Incumbent President of the Province of Pernambuco
- In office 17 June 1848 – 15 July 1848
- Monarch: Pedro II of Brazil
- Preceded by: Vicente Pires da Mota
- Succeeded by: Antônio da Costa Pinto

39th Vice-President of the Province of Pernambuco
- In office 1842–1848
- President: Vicente Pires da Mota

Congressman of the Province of Pernambuco
- In office 1826–1829
- President: José Carlos da Silva Mayrink Ferrão Francisco de Paula Cavalcanti de Albuquerque Tomás Xavier Garcia de Almeida

Congressman of the General and Extraordinary Cortes of the Portuguese Nation
- In office 1820–1822
- Monarch: John VI of Portugal

Personal details
- Born: November 3, 1788 Recife
- Died: December 10, 1859 (aged 71) Recife
- Spouse: Joaquina Angélica Pires Ferreira ​ ​(m. 1820)​
- Children: 3
- Parents: José Estevão de Aguiar (father); Maria do Sacramento Pires Ferreira (mother);
- Occupation: Businessman
- Family: Pires Ferreira

= Domingos Malaquias de Aguiar Pires Ferreira, 1st Baron of Cimbres =

Domingos Malaquias de Aguiar Pires Ferreira, 1st Baron of Cimbres (1788–1859) was a Brazilian businessman, revolutionary and politician. He was part of the Pernambucan revolution, serving as a translator for the ambassador of the Provisional Government of the Republic in the United States. Later, he partook on several political roles during the United Kingdom of Portugal, Brazil and the Algarves and the Empire of Brazil.

==Early life==

Domingos Malaquias was born in Recife, 3 November 1788, son of José Estevão de Aguiar and Maria do Sacramento Pires Ferreira. He had two siblings, being the oldest.

Domingos has studied humanities at the Seminar of Olinda. On 1 October 1807, he enrolled at the University of Coimbra to study mathematics, but his studies were disrupted by the Invasion of Portugal during the Napoleonic Wars. He has also studied in England.

==Pernambucan Revolution==

Back in Brazil, Domingos has worked as a farmer in Engenho Macaú. In 1816, he became a Stevedoring Administrator at the Pernambuco Customs.

On 6 April 1817, Domingos and Antonio Gonçalves da Cruz were sent to the United States to gather support for the Pernambucan revolution. There, he served as a secretary and translator. They arrived in Boston on 15 May, during the Presidency of James Madison, and merchants sent ships with provisions and ammunition to the revolutionaries.

After the failure of the revolution, he had lived in the United States for a while and then moved to Paris, where he has graduated in Natural Sciences.

==Career as politician==

Domingos had returned to the Captaincy of Pernambuco, but after the Beberibe Convention, he was named congressman for the Constituent Cortes of 1820 and moved to Lisbon.

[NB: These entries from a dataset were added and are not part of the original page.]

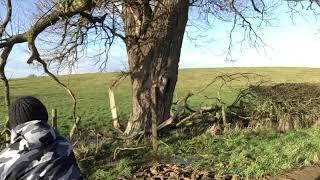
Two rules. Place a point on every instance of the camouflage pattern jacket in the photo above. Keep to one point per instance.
(36, 152)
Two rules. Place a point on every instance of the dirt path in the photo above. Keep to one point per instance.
(306, 173)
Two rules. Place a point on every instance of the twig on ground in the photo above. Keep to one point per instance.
(118, 150)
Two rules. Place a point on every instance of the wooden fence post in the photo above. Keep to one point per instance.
(74, 127)
(54, 119)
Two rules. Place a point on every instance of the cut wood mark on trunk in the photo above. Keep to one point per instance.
(114, 114)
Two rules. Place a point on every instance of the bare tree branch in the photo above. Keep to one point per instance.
(7, 18)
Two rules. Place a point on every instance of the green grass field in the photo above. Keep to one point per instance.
(248, 154)
(93, 104)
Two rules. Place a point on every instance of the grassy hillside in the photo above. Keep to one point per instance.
(91, 91)
(249, 154)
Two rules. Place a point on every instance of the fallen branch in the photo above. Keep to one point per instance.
(118, 150)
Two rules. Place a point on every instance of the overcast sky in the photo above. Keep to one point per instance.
(287, 44)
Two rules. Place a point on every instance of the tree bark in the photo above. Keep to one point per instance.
(153, 39)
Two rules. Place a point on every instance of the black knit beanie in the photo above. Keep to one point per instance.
(26, 109)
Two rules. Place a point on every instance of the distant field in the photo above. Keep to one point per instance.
(93, 103)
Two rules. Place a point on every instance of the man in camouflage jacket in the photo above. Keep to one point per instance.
(35, 151)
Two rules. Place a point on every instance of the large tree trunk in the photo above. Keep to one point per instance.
(154, 40)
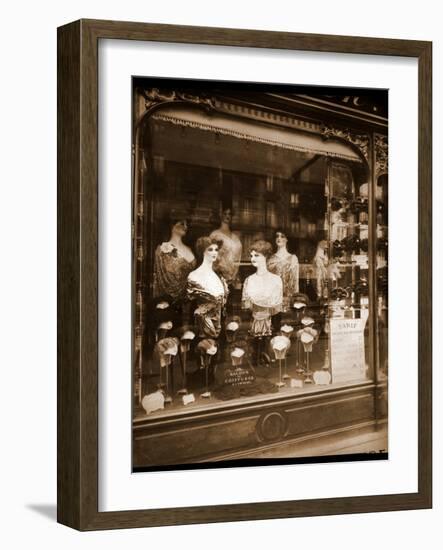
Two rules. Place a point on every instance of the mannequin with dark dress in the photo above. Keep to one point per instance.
(208, 292)
(263, 295)
(174, 260)
(286, 265)
(230, 251)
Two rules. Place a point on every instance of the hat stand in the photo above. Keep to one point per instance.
(185, 346)
(168, 367)
(307, 372)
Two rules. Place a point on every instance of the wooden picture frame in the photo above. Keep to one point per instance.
(78, 274)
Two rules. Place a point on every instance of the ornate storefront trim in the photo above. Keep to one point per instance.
(361, 141)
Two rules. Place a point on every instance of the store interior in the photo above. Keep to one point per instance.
(254, 183)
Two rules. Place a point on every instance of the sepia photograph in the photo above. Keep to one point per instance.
(259, 274)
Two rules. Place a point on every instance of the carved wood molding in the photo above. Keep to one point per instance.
(381, 155)
(361, 141)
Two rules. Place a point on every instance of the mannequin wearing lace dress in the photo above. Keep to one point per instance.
(262, 291)
(230, 251)
(208, 290)
(286, 265)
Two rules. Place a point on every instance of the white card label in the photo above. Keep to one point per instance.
(189, 398)
(295, 383)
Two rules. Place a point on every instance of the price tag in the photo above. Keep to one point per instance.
(189, 398)
(296, 383)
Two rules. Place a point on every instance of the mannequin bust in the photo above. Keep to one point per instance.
(230, 247)
(207, 289)
(262, 291)
(320, 263)
(286, 265)
(173, 262)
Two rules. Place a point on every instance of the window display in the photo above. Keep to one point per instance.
(255, 265)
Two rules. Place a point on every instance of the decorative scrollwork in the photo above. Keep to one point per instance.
(381, 154)
(154, 96)
(361, 141)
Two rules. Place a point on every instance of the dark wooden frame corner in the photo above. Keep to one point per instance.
(78, 284)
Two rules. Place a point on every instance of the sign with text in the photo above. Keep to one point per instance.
(347, 349)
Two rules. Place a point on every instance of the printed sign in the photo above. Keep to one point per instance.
(238, 376)
(347, 349)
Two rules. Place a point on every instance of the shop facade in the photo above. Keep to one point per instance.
(281, 334)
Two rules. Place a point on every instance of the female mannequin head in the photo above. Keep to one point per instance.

In 1821, he was indicated as President of the Province of Alagoas, but he refused the role. In 1824, he worked as Inspector of the Pernambuco Customs. He served as congressman in the first legislature of the Province of Pernambuco from 1826 to 1829. He had moved to the Province of Rio de Janeiro and was named Director of Troco do Papel Moeda. From 1842 to 1848, he served as vice-president of the province of Pernambuco. He briefly served as president from 17 June to 15 July 1848.

==Career as businessman==

Domingos has also became a successful businessman through his investiments in engenhos. He also had ten shares on the Recife and San Francisco Railway Company.

In 1830, Domingos was robbed by a group of quilombolas.

Domingos died in Recife, 10 December 1859, and left an inheritance consisted of several houses, slaves, gold and interest of the engenho Algodoais.

==Personal life==

Domingos married on 3 July 1820 with his cousin Joaquina Angélica Pires Ferreira. He had three children, Maria do Sacramento de Aguiar Pires Ferreira, João de Deus Aguiar Pires Ferreira and João de Deus Aguiar Pires Ferreira.

==Homages==

Domingos was named Comendator of the Order of Christ in 1829 and Officer of the Imperial Order of the Rose in 1849.

On 21 October 1853, Dom Pedro II gave him the title of Baron of Cimbres.

The Conselheiro Aguiar Avenue, on Bela Vista, Recife, was named in his homage.